Reputation: 151
I'm writing a compiler for the C- language and I only have one more problem to solve: how to handle the dangling else. The original rule looks like:
A --> if (expression) statement | if (expression) statement else statement
After getting rid of the left recursion:
A --> if(expression) statement B
B --> else statement | EMPTY
The problem is that "else" is in the first and follow sets of B. I think this makes sense for an example like this:
if(x>y)
if(x == 10)
printf("x is 10.\n");
else
printf("x<y");
The first if is followed by an else and the second if is followed by the same else, so there is ambiguity in how the rule was applied. I get that I need to pair the else to the closest, open if, but I'm not sure how that translates into code for the parser. When I hit rule A I'll call B, but then what?

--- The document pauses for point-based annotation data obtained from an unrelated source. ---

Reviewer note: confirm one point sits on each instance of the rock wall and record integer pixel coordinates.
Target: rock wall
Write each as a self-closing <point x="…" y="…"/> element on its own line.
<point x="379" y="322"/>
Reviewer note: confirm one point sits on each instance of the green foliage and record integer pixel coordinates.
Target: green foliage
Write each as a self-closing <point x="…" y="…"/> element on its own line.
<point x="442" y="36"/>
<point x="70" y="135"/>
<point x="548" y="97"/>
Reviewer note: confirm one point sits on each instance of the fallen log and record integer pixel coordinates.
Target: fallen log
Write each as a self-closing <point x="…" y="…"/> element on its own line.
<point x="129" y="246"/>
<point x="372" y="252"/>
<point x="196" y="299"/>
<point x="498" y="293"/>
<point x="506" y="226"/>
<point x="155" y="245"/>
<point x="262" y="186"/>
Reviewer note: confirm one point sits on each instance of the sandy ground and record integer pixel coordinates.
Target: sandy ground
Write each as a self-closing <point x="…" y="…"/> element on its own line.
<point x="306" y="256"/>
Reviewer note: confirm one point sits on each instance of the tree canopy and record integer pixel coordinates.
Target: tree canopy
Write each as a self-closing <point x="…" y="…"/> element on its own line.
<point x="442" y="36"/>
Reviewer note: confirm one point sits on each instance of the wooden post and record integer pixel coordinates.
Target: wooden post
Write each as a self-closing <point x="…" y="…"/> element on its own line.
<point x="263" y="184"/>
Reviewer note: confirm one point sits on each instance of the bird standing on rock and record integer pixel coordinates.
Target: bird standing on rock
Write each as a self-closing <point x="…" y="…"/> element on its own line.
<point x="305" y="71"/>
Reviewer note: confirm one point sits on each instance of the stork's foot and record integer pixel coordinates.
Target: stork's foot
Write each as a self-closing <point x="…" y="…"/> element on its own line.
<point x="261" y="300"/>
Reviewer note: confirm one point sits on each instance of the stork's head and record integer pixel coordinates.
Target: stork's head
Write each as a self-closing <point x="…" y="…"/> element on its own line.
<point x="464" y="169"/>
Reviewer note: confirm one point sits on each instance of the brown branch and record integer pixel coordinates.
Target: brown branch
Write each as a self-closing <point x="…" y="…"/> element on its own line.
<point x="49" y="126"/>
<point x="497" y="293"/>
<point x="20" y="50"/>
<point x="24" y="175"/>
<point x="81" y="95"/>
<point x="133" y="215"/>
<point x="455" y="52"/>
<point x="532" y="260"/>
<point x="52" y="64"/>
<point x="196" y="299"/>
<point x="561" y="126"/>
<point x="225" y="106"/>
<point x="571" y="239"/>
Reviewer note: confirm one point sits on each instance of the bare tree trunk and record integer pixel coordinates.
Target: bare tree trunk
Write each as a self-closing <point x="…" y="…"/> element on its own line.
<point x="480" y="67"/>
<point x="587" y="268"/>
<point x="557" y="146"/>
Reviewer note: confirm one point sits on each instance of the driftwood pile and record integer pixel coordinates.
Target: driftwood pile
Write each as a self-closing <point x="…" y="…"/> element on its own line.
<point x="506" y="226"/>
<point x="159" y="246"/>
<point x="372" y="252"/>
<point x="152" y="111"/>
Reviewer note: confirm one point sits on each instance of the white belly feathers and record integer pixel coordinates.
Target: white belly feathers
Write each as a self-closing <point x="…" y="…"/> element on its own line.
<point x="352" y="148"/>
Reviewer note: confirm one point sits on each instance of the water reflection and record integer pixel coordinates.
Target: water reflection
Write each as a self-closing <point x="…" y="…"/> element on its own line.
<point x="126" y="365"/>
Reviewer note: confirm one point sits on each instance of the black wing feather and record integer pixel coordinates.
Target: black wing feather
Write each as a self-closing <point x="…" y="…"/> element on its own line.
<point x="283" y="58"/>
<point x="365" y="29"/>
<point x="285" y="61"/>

If I see "else" as the next token, do I use B --> else statement or B --> EMPTY?
Upvotes: 3
Views: 981
Reputation: 182743
The parser is greedy. That is, a statement does not end until it must end. If something can be parsed as a continuation of the current, innermost statement, it is. So the inner if
does not end when the else
is encountered because it can include the following else
, therefore it does.
When the parser encounters the else
, it has two choices -- end the inner statement or don't end the inner statement. Such choices are always resolved in favor of making the statement as big as possible. Hence the term "greedy".
Upvotes: 6